It must be the biggest cliché of all time that being abroad "changes" you. The idea that after taking classes in a foreign country, meeting people of a different culture, and stuttering through meals with either host families or professors, you'll be irrevocably altered in some way.
It's an idea that's reinforced when everyone comes back from studying abroad and they tell you about all the places they went, the food they tried, and the museums they went to just for fun because they’re just cultured like that now. They’ll name drop some people you’ve never heard of before adding, oh, that was my host brother, to remind you that they were out there, meeting people of a different culture, while you were stuck at home at whatever university, left behind to eat campus food and attend boring lectures in English.
Being abroad can mean being alone.
What probably no one will tell you that your days abroad will not be all blissful and adventurous. What they don’t tell you is that being abroad means being alone. It means being away from likely everyone you know, and in a place where—whether for lack of emotional connection or sometimes even for lack of the language necessary to establish one—you feel very far away from everyone around you.
Life abroad is still exactly that: Life. Life with all of its troubles and worries that does not get shed no matter where in the world you go, be it the gleaming city of Paris or the stunning mountains of Patagonia.
Because life abroad is still exactly that: Life. Life with all of its troubles and worries that does not get shed no matter where in the world you go, be it the gleaming city of Paris or the stunning mountains of Patagonia. The same problems will arise anywhere, and you are forced to deal with them no matter how far away from home you are.
No one tells you that some nights you will want to cry because your host mom scolds you for something small because it just reminds you that you are not in your own home and that you are amongst an entire country of strangers.

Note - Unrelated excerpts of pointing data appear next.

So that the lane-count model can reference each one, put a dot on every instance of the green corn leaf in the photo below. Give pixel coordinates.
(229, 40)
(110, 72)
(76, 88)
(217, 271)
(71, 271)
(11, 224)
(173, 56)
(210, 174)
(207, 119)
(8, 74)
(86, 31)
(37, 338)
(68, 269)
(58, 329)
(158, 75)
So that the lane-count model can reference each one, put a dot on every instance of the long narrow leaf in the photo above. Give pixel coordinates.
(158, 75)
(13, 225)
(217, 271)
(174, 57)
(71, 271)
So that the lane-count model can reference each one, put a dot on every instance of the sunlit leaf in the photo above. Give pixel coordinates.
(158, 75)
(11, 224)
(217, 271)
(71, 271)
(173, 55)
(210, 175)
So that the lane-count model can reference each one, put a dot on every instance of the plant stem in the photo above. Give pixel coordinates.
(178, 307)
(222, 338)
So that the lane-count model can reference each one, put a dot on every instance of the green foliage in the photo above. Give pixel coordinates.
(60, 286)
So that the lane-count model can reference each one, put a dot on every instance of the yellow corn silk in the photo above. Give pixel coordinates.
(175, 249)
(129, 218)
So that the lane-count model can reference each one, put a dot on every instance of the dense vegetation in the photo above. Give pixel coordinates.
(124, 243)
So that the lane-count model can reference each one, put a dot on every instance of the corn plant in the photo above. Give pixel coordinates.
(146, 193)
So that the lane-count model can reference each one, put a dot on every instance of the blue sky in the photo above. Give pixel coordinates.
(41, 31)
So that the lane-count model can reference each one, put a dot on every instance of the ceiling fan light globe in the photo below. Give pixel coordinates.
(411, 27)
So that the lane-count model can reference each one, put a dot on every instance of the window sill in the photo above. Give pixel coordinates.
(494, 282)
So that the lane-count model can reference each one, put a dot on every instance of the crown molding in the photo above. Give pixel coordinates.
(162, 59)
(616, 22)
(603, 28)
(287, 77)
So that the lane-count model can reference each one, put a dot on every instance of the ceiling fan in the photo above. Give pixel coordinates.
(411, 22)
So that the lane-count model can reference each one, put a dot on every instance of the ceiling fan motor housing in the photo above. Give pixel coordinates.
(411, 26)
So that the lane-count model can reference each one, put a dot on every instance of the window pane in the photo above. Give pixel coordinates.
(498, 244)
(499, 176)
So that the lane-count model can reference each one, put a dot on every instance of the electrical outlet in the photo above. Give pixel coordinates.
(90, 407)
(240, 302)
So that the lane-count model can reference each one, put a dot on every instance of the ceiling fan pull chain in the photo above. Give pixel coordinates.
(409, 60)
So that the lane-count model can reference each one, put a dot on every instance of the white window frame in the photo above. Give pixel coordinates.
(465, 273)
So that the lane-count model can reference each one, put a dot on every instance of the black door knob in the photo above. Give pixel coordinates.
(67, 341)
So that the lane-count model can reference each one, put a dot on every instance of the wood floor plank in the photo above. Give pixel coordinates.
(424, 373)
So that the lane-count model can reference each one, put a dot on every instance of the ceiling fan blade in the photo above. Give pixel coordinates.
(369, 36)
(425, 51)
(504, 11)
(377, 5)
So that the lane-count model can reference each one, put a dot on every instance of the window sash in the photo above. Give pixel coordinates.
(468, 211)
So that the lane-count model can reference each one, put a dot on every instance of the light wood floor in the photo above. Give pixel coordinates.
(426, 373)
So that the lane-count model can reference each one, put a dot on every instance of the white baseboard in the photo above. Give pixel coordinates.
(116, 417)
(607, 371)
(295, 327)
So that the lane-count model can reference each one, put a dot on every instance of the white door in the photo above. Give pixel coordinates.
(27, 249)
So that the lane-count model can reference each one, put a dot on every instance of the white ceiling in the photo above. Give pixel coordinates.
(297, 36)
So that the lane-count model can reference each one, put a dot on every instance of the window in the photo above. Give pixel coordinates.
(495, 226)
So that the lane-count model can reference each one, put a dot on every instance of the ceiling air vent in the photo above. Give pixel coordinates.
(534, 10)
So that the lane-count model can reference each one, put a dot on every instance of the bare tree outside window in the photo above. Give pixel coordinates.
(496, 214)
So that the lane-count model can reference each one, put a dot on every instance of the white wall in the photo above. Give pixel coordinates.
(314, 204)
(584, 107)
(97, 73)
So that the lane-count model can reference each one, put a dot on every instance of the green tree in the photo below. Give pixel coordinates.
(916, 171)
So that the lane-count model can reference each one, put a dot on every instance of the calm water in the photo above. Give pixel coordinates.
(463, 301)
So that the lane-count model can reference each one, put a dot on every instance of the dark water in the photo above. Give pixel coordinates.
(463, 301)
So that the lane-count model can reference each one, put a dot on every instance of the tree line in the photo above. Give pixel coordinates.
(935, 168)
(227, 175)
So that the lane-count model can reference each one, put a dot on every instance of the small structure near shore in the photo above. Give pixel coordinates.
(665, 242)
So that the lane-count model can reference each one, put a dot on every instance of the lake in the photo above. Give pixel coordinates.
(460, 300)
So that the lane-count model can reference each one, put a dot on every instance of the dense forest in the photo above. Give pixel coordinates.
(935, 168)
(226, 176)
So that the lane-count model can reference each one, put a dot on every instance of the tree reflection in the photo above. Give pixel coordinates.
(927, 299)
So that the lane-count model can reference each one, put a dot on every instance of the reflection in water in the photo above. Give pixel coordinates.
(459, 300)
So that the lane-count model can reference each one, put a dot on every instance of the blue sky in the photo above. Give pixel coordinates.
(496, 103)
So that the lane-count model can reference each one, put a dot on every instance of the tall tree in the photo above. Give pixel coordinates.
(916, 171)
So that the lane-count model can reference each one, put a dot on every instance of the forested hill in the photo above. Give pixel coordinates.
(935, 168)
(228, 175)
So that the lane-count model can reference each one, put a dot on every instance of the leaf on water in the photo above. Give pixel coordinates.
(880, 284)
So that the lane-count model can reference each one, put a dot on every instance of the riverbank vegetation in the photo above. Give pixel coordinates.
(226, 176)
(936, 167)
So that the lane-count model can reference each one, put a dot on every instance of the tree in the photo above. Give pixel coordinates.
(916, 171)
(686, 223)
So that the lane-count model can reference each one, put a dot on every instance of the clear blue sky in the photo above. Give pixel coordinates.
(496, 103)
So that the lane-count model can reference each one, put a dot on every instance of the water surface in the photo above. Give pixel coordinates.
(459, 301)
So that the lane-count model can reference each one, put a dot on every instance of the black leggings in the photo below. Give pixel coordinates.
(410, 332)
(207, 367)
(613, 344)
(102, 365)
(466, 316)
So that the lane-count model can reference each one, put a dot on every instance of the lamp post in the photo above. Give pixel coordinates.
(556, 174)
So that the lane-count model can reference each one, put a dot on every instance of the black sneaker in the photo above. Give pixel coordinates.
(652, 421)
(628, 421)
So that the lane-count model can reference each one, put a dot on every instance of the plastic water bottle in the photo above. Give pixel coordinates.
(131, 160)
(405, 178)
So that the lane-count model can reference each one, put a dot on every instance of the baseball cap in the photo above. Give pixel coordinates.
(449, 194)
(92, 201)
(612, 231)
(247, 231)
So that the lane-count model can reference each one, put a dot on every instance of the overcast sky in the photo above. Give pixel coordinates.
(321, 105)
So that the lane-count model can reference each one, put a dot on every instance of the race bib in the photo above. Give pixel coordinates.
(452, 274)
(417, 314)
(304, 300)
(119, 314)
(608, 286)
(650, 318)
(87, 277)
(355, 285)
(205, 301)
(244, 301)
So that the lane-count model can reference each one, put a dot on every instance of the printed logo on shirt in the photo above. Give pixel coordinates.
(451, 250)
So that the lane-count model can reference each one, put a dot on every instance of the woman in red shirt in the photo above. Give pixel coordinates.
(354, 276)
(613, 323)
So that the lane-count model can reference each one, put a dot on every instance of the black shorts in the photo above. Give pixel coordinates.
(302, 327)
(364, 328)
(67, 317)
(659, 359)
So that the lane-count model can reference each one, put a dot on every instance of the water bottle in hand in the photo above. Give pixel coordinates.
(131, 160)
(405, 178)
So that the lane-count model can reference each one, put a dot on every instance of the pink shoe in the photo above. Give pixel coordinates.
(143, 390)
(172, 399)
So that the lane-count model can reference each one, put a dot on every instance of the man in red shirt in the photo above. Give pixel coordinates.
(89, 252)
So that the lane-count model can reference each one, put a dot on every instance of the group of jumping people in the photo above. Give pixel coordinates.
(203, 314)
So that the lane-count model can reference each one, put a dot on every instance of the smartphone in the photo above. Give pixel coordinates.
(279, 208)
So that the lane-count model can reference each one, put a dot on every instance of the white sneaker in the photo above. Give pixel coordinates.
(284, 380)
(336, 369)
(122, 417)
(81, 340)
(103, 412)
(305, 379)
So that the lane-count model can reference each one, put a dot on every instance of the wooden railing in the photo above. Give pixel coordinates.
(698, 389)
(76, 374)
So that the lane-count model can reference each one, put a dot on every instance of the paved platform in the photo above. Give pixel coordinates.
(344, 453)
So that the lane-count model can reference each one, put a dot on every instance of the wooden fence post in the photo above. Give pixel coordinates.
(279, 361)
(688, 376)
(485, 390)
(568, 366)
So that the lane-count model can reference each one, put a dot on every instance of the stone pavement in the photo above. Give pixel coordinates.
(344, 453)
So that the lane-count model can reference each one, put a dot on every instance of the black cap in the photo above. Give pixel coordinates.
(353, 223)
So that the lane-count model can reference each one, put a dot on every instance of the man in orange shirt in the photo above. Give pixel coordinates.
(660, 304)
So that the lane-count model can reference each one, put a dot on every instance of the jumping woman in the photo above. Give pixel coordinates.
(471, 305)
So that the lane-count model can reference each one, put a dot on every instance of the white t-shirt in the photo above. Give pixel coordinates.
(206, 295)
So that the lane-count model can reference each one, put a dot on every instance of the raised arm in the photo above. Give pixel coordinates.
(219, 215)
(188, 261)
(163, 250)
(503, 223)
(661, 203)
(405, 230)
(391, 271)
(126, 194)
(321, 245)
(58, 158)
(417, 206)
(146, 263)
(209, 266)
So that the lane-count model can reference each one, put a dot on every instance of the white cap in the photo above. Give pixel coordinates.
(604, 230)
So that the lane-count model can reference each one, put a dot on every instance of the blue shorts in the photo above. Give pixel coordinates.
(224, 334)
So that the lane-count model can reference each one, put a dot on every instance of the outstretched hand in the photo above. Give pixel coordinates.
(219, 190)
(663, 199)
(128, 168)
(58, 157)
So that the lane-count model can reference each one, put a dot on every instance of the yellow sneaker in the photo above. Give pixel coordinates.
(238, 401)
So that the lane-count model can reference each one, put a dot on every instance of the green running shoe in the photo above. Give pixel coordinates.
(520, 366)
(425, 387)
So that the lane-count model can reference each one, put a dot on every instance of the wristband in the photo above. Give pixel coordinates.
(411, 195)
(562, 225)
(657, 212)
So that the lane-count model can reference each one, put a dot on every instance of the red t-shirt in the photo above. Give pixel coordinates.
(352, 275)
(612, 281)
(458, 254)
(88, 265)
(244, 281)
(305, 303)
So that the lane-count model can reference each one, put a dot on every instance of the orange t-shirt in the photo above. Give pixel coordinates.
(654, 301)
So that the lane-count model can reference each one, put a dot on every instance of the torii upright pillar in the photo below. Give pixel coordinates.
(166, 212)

No one tells you that some beautiful afternoons you will be forced to spend inside a Starbucks (a Starbucks, of all places!) because it’s the only café in all of Paris where you don’t worry about staying too long after you’ve finished your drink.
No one tells you that the most pressing things on your mind will not be your next adventure in the city, or your next excursion out of it. Rather, they'll be about deadlines you have for classwork, the internship applications you haven’t heard back from, and the loneliness that comes from not being able to properly express yourself to anyone; not even your family because of the aggressive time difference.
Yet everyone I have talked to about studying abroad insists on this same picture of bliss and wonder, about all the discoveries they made about the world and themselves when they were abroad, about the irreplaceable relationships that they made when they were out exploring. No one wants to share the fact that insecurities and troubles track you to any country you go to.
Studying abroad is not the same as a semester-long vacation.
The experience you are signing up for is not an extended trip for which you will receive academic credit, but rather an academic term that will include with it stress, anxiety, and more day-to-day work than you might have experienced even at home.
None of this is to diminish the study abroad experience, which I would still recommend. But I would like to open up more conversations about the difficulties of studying abroad that don’t accompany a normal term in Canada or the States. Far too often, these issues are dismissed with the protective cloak of abroad, that for some reason is supposed to negate any hardship that you experience while you’re in a foreign country. But just as you can experience a difficult term on your college campus, you can also feel miserable sometimes, even when you’re located somewhere where everyone expects you to be happy.
It is okay to be abroad, and to feel a little bit disheartened at first. It’s normal to feel at times that you would rather be in your own home, when you’re on what is supposed to be your best term of college. It’s fine to think sometimes that you miss your friends, your comfortable dorm, your warm study spots on campus. In fact, acknowledging these feeling will likely help you enjoy life abroad more.